In [1]:
%load_ext autoreload
In [2]:
%autoreload 2
In [3]:
from __future__ import division
from collections import defaultdict
import os
import argparse
import numpy as np
import pandas as pd
# import xarray as xr
import matplotlib.pyplot as plt
from scipy.optimize import curve_fit
import comptools as comp
color_dict = comp.get_color_dict()
%matplotlib inline
In [4]:
config = 'IC86.2012'
sims = comp.simfunctions.config_to_sim(config)
sigmoid = 'slant'
num_groups = 2
comp_list = comp.get_comp_list(num_groups=num_groups)
In [5]:
energybins = comp.get_energybins(config=config)
energy_comp_bins = comp.get_bins(config=config, num_groups=num_groups)
energy_comp_bins
Out[5]:
In [6]:
# Want to include energy bins for energies below the normal analysis energy
# range so we can get a better estimate of how the detector efficiencies turn on
low_energy_bins = np.arange(5.0, energybins.log_energy_min, 0.1)
ebins = np.concatenate((low_energy_bins, energybins.log_energy_bins))
ebin_midpoints = (ebins[1:] + ebins[:-1]) / 2
In [7]:
comp_bins = np.arange(num_groups + 1)
comp_bins
Out[7]:
In [8]:
bins = [ebins, comp_bins]
bins
Out[8]:
In [9]:
df_sim = comp.load_sim(config=config,
test_size=0,
log_energy_min=None,
log_energy_max=None,
verbose=True)
In [10]:
# Thrown areas are different for different energy bin
thrown_radii = comp.simfunctions.get_sim_thrown_radius(ebin_midpoints)
thrown_areas = np.pi * thrown_radii**2
thrown_areas_max = thrown_areas.max()
thrown_areas_max
Out[10]:
In [11]:
columns = ['MC_log_energy', 'comp_target_{}'.format(num_groups)]
passed_showers, _ = np.histogramdd(df_sim.loc[:, columns].values, bins=bins)
In [13]:
# coords = [ebin_midpoints, np.arange(num_groups)]

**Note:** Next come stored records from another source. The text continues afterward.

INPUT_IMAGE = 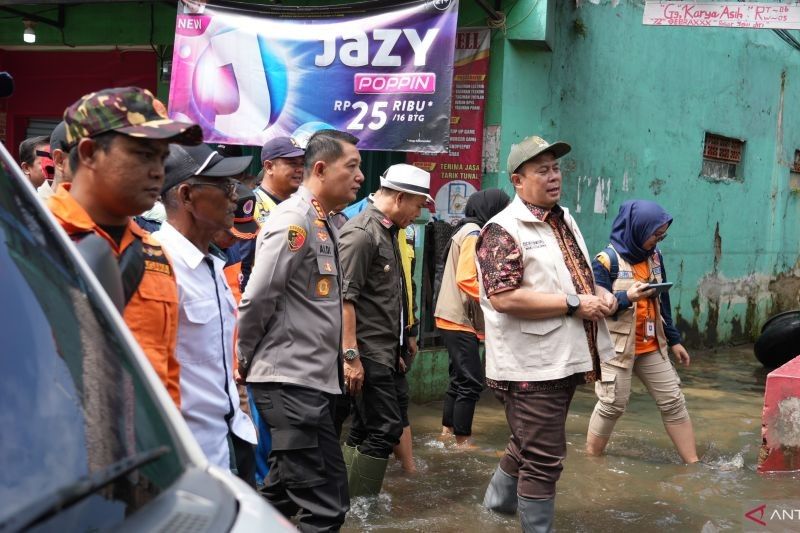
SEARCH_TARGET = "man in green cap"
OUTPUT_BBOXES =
[47,87,202,407]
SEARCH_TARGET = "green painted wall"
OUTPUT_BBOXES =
[485,1,800,345]
[0,0,800,399]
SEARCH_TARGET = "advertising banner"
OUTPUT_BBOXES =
[642,0,800,30]
[406,28,491,222]
[169,0,458,153]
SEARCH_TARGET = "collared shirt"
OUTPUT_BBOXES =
[155,222,256,468]
[47,183,181,407]
[477,202,600,390]
[339,204,407,368]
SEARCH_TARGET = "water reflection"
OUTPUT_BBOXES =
[343,346,800,533]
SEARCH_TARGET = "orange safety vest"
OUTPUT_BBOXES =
[47,184,181,409]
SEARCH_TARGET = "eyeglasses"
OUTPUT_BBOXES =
[188,180,237,198]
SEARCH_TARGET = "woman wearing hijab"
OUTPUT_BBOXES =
[586,200,698,463]
[434,189,511,447]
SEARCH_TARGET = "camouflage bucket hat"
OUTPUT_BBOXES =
[64,87,203,146]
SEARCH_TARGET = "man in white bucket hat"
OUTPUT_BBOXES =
[339,164,433,496]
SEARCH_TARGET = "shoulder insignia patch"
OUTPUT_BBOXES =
[315,276,331,298]
[286,224,306,252]
[311,198,328,220]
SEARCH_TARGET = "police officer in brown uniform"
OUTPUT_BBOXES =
[238,130,364,531]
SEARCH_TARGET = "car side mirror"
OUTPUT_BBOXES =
[75,233,125,314]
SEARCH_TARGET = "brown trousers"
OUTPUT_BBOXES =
[494,384,575,500]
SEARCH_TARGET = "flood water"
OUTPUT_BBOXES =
[343,346,800,533]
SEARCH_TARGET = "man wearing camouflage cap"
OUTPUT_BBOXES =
[47,87,202,407]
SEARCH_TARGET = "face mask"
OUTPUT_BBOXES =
[36,150,56,180]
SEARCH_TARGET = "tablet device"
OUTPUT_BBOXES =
[647,283,672,296]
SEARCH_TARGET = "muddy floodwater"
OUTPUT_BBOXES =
[343,346,800,533]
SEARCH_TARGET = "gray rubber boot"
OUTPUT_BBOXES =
[519,496,556,533]
[483,466,517,515]
[342,443,356,475]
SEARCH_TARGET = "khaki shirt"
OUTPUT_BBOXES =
[339,204,408,368]
[237,187,343,394]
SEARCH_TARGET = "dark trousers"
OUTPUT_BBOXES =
[439,329,485,436]
[250,383,350,532]
[494,384,575,500]
[347,357,403,459]
[334,372,411,437]
[228,431,256,488]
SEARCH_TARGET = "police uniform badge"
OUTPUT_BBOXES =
[311,198,328,220]
[315,277,331,298]
[286,224,306,252]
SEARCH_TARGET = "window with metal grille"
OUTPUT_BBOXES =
[789,150,800,192]
[702,133,744,180]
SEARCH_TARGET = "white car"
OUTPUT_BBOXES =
[0,144,295,533]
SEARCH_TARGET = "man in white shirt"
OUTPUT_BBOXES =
[154,144,256,487]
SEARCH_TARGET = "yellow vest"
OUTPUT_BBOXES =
[397,225,414,327]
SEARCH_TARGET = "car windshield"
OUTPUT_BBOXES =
[0,157,185,531]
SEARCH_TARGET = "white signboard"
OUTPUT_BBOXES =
[642,0,800,30]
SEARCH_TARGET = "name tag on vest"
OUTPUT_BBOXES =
[522,239,547,250]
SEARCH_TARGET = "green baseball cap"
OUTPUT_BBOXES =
[64,87,203,146]
[507,135,572,176]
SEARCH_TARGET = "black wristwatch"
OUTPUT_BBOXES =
[567,294,581,316]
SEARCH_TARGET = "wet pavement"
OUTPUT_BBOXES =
[343,346,800,533]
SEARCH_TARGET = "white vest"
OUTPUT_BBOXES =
[479,196,615,381]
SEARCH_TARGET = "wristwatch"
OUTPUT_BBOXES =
[567,294,581,316]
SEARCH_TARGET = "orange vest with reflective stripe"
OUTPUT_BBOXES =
[47,184,181,408]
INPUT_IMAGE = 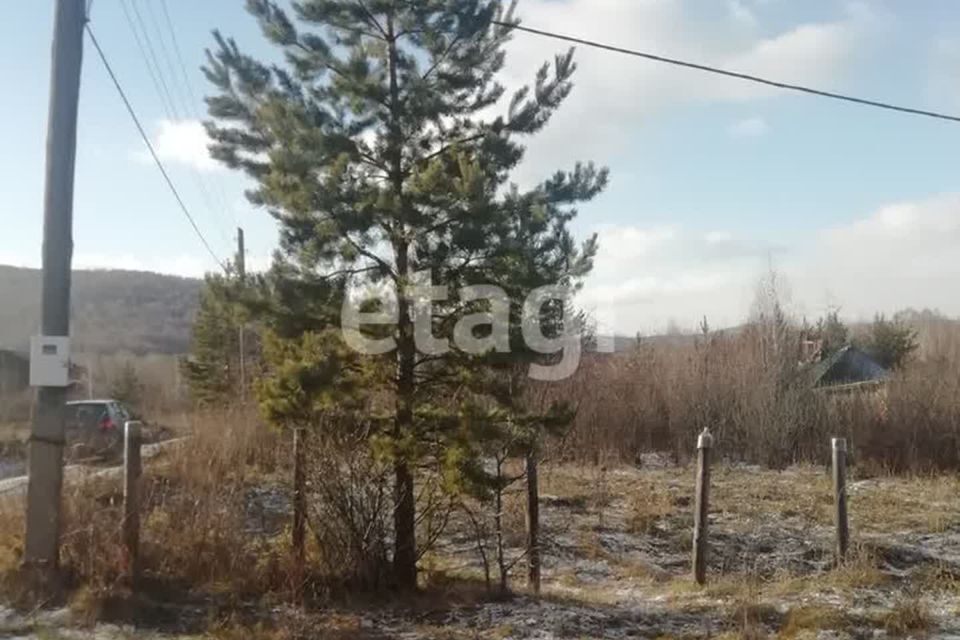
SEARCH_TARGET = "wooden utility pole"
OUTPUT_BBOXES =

# dims = ['MC_log_energy', 'composition']
In [14]:
# passed_showers = xr.DataArray(passed_showers, coords=coords, dims=dims)
# passed_showers
In [12]:
def thrown_showers_per_ebin(sim_list, log_energy_bins=None):
"""Calculate the number of thrown showers in each energy bin
Parameters
----------
sim_list : array_like
Sequence of simulation dataset numbers.
log_energy_bins : array_like or None, optional
Log energy bins to use (defaults to np.arange(5, 8.1, 0.1)).
Returns
-------
thrown_showers : np.ndarray
Array containing the number of thrown showers in each energy bin.
"""
if isinstance(sim_list, int):
sim_list = [sim_list]
e_bins = []
for sim in sim_list:
file_iter = comp.simfunctions.get_level3_sim_files_iterator(sim)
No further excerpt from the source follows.